Even if we disregard Alexander’s testimony at the evidentiary hearing, sufficient circumstantial evidence of an understanding between Alexander and the Commonwealth regarding Alexander’s testimony at [Strong’s] trial exists. Alexander and [Strong] had each been indicted on charges of murder, kidnapping and conspiracy. The Commonwealth did not seek a joint trial of the alleged co[-]conspirators, and in fact dropped the conspiracy charge against Alexander prior to [Strong’s] trial. The Common*242wealth, as the letters revealed, had offered Alexander a sentence of two years on the charges of murder and kidnapping, pending information on his prior record. [Alexander’s counsel], upon receipt of the prior record information, indicated a willingness to have Alexander plead guilty in exchange for a sentence of 36 months, rather than 24 months.

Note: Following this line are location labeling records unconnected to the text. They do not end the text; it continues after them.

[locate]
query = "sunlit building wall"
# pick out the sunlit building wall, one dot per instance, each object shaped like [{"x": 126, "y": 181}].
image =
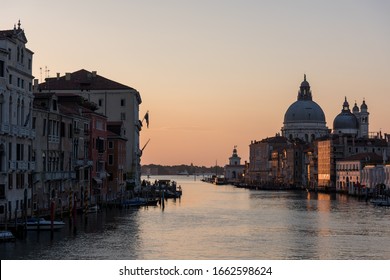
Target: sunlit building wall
[{"x": 16, "y": 132}]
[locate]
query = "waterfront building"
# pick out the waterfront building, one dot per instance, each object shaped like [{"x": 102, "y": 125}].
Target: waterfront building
[
  {"x": 234, "y": 171},
  {"x": 373, "y": 176},
  {"x": 79, "y": 129},
  {"x": 116, "y": 151},
  {"x": 349, "y": 172},
  {"x": 276, "y": 161},
  {"x": 60, "y": 151},
  {"x": 16, "y": 132},
  {"x": 306, "y": 154},
  {"x": 260, "y": 152},
  {"x": 304, "y": 119},
  {"x": 116, "y": 101},
  {"x": 98, "y": 154},
  {"x": 338, "y": 147}
]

Ultimately, Alexander pled guilty and received a sentence of 40 months. Unlike the trial court, we do not find this additional 4 months to be a critical departure from the understanding that the parties had been discussing prior to [Strong’s] trial. The fact that the trial prosecutor was unaware of the negotiations between his superior and counsel for Alexander is irrelevant. As the United States Supreme Court has repeated time and again, the good faith or the bad faith of the individual prosecutor is irrelevant in determining whether or not the accused has been afforded a fair trial. Accordingly, we find the record establishes the existence of an understanding between the Commonwealth and Alexander that he would be treated with considerable leniency in exchange for his testimony against [Strong]. This understanding although not articulated in an ironclad agreement, was sufficient to implicate the due process protections of Brady.

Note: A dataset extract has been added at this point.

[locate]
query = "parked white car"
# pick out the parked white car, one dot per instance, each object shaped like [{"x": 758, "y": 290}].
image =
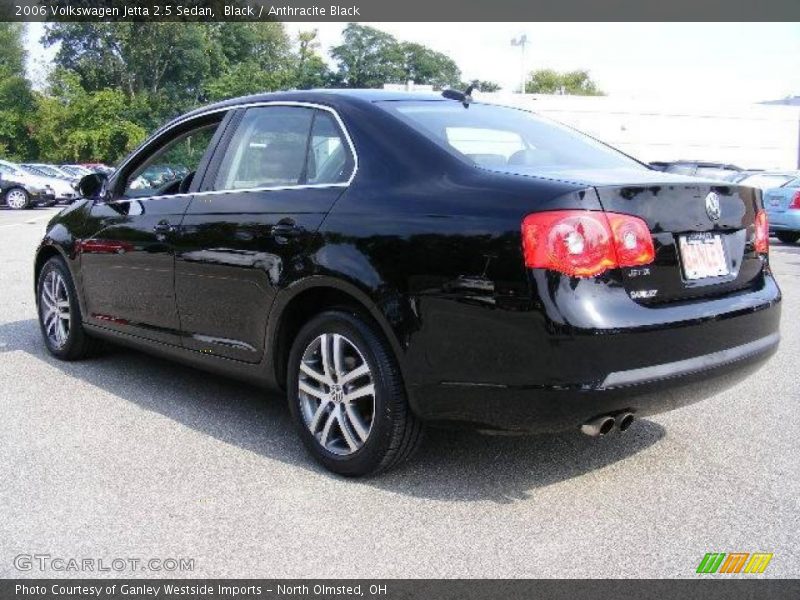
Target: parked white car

Strong, 761 A.2d at 1174 (citation omitted). The letters that the Supreme Court evaluated in reaching its decision were between Alexander’s defense counsel, the District Attorney for Luzerne County and the Pennsylvania State Trooper in charge of the investigation of the victim’s murder. All of the letters pre-dated the dates of Strong’s murder trial and dealt either with a potential plea agreement or the conditions under which Alexander was incarcerated prior to trial. See id. at 1172.

¶ 23 When we compare the facts surrounding the Supreme Court’s conclusion finding a Brady violation in Strong with the facts presented on this appeal, we are unable to conclude that the result on this appeal is controlled by the result in Strong, as Burkhardt argues in his brief. In Strong, the witness’s counsel was in active negotiations seeking a plea agreement beginning no later than December 6, 1983, all before the trial, conviction and sentence took place in October 1984. See id. 761 A.2d at 1170, 1172. In the case now before us, the un-contradicted testimony of both the trial A.D.A. and the witness’s attorney established that efforts by the witness’s counsel even to discuss a plea agreement were uniformly rebuffed. PCHT, 3/29/01 at 43, 61. The only letters involved in Burkhardt’s trial were written by the Commonwealth after the trial, making clear that there could not be any plea agreement unless the witness, O’Neill, provided the information that the Commonwealth required. Id. at 34-35. The witness in Strong testified at the PCRA hearing that he had been instructed by counsel to state, when he testified at Strong’s trial, that no deal had been made, in spite of the fact that he understood his testimony against Strong was in exchange for a deal for minimum jail time. See Strong, 761 A.2d at 1172. By way of contrast, O’Neill was unable to testify to any information coming to him from anyone other than his own attorney, in spite of valiant attempts by Burkhardt’s counsel to develop circumstances supporting an agreement.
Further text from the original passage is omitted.